Edward Green, who was later to take over the direction of one of his
mother's Texas railroads, never forgot the assignment. "I was a young
man," Green later recalled, "and stayed awake every foot of the way
putting the package under the mattress in my berth and watching for
robbers all night. It was with a great feeling of relief and pride that I
handed the package over to those appointed to receive it in Chicago. It
was opened in my presence while I waited for a receipt. The bank official
burst into loud laughter. "What do you mean telling me you have bonds
here? he asked, and then he gave me my first view of the contents of the
package. Instead of bonds I saw a number of fire insurance policies, long
since expired. You know, my mother… had a very practical way of testing me
out."
When later working in Texas, Edward received a telegram ordering him to
perform certain duties. The wire was unsigned. An office employee
questioned the identity of the sender.
"It's from my mother," Edward informed the employee.
"How do you know that, sir?"
"I know it's from Ma because it came collect."
Edward Green began to take over more and more of the responsibility for
Hetty's empire as Mrs. Green began to slip into senility. She lent $1.5
million to Colonel Payne, a notorious Wall Street plunger, thinking him to
be Senator Oliver Payne of Ohio. She began to rave about imaginary
culprits trying to steal her fortune, to murder her in her sleep. "I've
had a peck of trouble," she moaned to a friend, "and I'll tell you some of
it.
My son and daughter are dying by inches of nervous prostration [both were
well] … Why, ever since I began to wear long dresses schemers have been
trying… I've lots of enemies… I tell you the devil would fear me, as many
of his satellites do here."
She claimed that the directors of the Chemical National Bank, her bank,
were attempting to poison her. She had lunch with the directors after
demanding they give her some of the cash she had on hand, $3,900,000.
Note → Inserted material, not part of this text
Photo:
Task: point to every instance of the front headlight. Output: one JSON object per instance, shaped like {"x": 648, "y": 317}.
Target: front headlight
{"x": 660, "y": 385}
"Well, there were about a dozen others at the table, set in the director's
room, and the funniest thing was that there was no one else but me taken
sick. I thought I was going to die. They called a physician and he said I
had no fever but a terrible inflammation, and he said I probably had
ptomaine poisoning. But I collected the money all right, and since then I
have not made my office at the Chemical National Bank."
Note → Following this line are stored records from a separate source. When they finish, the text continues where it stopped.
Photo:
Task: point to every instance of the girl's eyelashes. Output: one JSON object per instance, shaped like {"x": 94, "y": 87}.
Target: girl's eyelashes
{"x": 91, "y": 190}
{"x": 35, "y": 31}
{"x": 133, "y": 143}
On her seventy-eighth birthday in November 1912, Hetty was interviewed by
a reporter for the New York Herald. She greeted him while chewing on a
large onion. "Pardon this onion I'm chewing," sputtered Hetty, "but it's
the finest thing in the world for health. Perhaps that's why I live so
long. I had a big tenderloin steak for breakfast, with fried potatoes, a
pot of tea, and the top of a bottle of milk. I don't buy cream because it
is twelve hours older than the milk. I just take off the top of the bottle
of milk, set the rest in a cool place and use it for cooking."
"How do you account for the color in your cheeks?" inquired the reporter.
"That's not rouge and don't you think so for a minute," snapped Hetty.
"That's because I always chew a baked onion. Most people don't like the
smell of onions but I find that by chewing an onion- a well baked onion-
after breakfast it kills any germs that might be in the steak or the milk
and keeps my digestion fine. That piece of onion I'm chewing now will last
me all day."
Hetty Green kept on chewing onions for four more years, until the day of
her death, July 3, 1916. Nurses who had attended the eighty-one year old
during her illness were ordered by Edward Green to wear street dresses. If
Hetty had seen white uniforms she would have perished in agony, knowing
that expensive trained nurses were caring for her. Of the estimated $100
million left by the richest woman in the world, Edward and Sylvia Green
received about $10 million each. The rest, including seven to eight
thousand parcels of land, was divided among 1,478 relatives.
Hetty's last train ride was unlike any she had taken in life. Her son
chartered a Pullman car, which carried her body from New York to Bellows
Falls, Massachusetts, and the family plot. Defying a Quaker rule, Edward
Green had the car filled with white carnations. The spirit of Hetty Green
undoubtedly ranted and raved the whole trip long at such extravagance.